- Education: University of Rochester (PhD)

Chinese name
- Traditional Chinese: 翁政義
- Hanyu Pinyin: Wēng Zhèngyì
- Hokkien POJ: Ong Chèng-gī
- Tâi-lô: Ong Tsìng-gī

= Weng Cheng-yi =

Taiwanese mechanical engineer

Weng Cheng-yi (翁政義 (Ong Chèng-gī, Wēng Zhèngyì)) is a Taiwanese mechanical engineer.

== Education and career ==
Weng earned a doctorate in mechanical engineering from the University of Rochester. He joined the National Cheng Kung University faculty in 1980. Weng became president of NCKU in 1997. He was the inaugural chairman of the Aviation Safety Council, serving from 25 May 1998 to 19 May 2000. He was minister of the National Science Council from 20 May 2000 to 6 March 2001. Days after taking office, Weng was criticized by members of the Legislative Yuan for being unaware of council proceedings. An anonymous legislator accused Weng of plagiarism in June 2000. Later that month, health department director Lee Ming-liang panned several government officials for smoking, including Weng.

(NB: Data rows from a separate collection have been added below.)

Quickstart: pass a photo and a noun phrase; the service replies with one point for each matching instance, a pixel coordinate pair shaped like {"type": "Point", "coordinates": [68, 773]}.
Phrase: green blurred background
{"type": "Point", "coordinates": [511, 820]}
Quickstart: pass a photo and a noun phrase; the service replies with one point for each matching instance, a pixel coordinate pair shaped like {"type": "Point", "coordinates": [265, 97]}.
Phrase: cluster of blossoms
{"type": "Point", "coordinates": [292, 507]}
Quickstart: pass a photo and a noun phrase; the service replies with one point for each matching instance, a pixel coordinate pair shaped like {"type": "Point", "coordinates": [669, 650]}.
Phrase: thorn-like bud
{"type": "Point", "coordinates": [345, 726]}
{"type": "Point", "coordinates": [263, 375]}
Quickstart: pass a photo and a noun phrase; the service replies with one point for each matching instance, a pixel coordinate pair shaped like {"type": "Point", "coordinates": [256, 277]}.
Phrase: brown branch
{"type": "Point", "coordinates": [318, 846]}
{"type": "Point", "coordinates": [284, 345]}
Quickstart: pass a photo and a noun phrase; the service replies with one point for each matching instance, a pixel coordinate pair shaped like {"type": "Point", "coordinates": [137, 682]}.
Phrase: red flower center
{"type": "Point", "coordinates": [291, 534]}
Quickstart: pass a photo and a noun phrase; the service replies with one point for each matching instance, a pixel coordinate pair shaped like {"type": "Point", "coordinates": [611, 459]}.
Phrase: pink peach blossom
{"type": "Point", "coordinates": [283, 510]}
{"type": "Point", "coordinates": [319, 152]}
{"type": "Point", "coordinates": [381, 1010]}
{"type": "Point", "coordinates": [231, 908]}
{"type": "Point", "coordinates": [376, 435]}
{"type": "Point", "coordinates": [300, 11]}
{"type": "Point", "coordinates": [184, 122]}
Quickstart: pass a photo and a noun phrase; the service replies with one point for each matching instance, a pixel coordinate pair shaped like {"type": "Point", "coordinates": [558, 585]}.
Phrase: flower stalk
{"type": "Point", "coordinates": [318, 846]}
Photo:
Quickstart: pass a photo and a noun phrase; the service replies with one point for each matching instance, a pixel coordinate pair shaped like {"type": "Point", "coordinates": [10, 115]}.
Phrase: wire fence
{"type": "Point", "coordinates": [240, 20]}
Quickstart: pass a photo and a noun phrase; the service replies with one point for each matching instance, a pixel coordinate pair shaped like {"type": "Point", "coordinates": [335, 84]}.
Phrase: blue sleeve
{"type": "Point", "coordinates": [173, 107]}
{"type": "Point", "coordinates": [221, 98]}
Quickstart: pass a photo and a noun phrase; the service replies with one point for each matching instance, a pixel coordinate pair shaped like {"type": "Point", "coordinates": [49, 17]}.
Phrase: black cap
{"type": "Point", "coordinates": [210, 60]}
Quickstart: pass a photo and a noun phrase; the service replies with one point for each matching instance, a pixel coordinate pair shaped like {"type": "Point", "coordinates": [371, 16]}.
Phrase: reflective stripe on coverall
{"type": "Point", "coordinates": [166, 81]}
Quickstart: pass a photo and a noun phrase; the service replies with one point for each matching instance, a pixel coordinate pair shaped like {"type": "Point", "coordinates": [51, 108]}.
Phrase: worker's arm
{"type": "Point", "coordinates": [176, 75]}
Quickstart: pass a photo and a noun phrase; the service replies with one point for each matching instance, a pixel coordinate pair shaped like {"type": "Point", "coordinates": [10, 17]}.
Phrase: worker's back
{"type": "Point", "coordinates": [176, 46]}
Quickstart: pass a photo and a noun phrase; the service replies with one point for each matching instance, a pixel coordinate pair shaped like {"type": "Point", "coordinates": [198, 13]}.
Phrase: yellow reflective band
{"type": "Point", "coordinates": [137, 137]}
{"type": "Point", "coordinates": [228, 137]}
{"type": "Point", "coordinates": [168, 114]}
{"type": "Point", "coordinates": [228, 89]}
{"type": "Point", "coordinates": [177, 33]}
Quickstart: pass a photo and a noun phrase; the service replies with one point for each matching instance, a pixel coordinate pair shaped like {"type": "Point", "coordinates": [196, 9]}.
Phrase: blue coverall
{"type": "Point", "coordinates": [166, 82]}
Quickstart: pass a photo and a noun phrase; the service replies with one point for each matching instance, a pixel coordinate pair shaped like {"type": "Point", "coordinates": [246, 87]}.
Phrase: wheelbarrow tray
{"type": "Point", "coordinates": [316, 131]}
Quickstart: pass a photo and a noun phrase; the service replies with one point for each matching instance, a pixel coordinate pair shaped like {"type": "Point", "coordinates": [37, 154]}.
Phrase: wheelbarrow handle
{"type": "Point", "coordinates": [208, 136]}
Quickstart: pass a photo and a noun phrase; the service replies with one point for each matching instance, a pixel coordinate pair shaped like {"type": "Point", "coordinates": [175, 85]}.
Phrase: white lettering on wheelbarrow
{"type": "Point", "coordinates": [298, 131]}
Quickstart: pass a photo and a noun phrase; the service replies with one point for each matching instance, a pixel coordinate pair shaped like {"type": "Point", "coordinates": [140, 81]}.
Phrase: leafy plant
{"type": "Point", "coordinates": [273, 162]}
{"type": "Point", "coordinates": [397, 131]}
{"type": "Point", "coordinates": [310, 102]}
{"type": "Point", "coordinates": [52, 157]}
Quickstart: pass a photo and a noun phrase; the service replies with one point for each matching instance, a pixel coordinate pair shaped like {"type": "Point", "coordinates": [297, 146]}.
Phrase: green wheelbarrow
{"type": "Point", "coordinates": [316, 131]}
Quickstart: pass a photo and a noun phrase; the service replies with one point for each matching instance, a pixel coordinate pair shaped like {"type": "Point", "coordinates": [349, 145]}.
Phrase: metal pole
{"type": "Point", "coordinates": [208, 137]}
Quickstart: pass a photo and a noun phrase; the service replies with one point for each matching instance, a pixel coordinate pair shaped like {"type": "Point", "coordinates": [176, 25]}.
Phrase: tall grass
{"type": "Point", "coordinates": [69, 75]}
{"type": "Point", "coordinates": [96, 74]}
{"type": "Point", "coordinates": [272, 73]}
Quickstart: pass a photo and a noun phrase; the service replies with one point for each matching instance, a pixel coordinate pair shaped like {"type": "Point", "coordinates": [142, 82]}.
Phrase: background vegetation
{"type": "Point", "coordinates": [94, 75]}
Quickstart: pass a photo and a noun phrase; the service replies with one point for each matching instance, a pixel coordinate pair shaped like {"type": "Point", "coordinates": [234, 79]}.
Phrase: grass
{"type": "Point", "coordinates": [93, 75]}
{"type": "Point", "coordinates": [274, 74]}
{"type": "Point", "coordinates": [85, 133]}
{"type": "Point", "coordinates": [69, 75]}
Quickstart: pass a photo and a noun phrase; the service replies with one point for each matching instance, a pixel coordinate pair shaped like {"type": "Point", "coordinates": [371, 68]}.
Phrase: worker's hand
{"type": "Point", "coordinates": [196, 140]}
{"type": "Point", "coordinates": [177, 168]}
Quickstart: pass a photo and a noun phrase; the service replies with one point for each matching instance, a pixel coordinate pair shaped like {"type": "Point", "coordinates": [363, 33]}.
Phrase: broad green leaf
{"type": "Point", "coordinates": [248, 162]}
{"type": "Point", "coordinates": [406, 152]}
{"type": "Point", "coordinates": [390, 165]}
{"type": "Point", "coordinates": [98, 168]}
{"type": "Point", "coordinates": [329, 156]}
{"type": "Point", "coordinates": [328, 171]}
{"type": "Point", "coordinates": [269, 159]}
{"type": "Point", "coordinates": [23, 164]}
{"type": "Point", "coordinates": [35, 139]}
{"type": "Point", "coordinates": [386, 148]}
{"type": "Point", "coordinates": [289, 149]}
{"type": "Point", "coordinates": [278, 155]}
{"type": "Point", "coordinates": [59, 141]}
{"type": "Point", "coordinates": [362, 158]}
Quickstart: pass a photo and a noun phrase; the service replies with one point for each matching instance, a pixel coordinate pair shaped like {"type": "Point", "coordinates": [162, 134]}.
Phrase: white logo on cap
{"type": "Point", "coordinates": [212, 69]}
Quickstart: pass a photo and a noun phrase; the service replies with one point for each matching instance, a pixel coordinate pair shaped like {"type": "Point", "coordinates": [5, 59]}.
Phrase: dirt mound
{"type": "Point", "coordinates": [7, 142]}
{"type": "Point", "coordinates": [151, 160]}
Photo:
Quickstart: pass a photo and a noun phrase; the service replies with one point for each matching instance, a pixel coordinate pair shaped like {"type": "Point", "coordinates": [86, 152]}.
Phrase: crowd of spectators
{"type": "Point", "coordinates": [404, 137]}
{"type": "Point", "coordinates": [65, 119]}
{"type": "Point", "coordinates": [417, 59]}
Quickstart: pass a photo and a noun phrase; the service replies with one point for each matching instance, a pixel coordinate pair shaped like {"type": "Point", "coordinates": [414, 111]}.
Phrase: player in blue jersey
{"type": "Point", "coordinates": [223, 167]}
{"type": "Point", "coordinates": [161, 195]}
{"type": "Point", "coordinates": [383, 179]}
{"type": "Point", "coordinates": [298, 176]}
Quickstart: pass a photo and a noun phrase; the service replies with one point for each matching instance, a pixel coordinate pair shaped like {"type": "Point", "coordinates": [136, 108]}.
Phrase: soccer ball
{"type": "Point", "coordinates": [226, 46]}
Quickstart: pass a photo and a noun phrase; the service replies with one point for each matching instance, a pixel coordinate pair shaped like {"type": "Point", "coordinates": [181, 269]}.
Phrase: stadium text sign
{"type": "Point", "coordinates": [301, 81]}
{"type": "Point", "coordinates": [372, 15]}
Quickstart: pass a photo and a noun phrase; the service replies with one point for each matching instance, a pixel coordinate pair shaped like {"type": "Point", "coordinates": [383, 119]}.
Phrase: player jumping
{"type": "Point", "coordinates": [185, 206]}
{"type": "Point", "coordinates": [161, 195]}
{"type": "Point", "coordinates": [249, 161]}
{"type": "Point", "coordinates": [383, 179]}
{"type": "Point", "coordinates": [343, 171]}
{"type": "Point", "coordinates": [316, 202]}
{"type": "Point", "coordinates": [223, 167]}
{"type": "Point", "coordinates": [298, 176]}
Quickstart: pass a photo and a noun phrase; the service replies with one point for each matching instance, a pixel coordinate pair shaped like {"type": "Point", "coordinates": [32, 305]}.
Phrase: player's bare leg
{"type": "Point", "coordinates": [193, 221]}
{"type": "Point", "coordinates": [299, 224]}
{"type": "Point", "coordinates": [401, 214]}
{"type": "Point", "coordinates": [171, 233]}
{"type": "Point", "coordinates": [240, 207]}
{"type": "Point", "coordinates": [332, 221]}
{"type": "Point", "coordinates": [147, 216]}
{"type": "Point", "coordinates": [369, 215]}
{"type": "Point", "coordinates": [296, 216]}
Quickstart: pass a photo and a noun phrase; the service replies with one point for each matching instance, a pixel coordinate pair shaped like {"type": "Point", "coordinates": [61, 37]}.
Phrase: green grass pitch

As chair of the National Science Council, Weng was cautious of scientific exchanges with China, choosing to work with the Japanese government on a high-energy synchrotron radiation beamline installed in Hyogo Prefecture. Additionally, Weng commented on earthquake response and recovery, and attended the Industry Strategy Symposium 2000. Weng worked to establish the Tainan Science-based Industrial Park throughout his tenure. He was replaced by Wei Che-ho in March 2001, after the industrial park initiative proved unsuccessful. Weng later served as chairman of the Industrial Technology Research Institute. He returned to the Aviation Safety Council as acting chairman in 2005.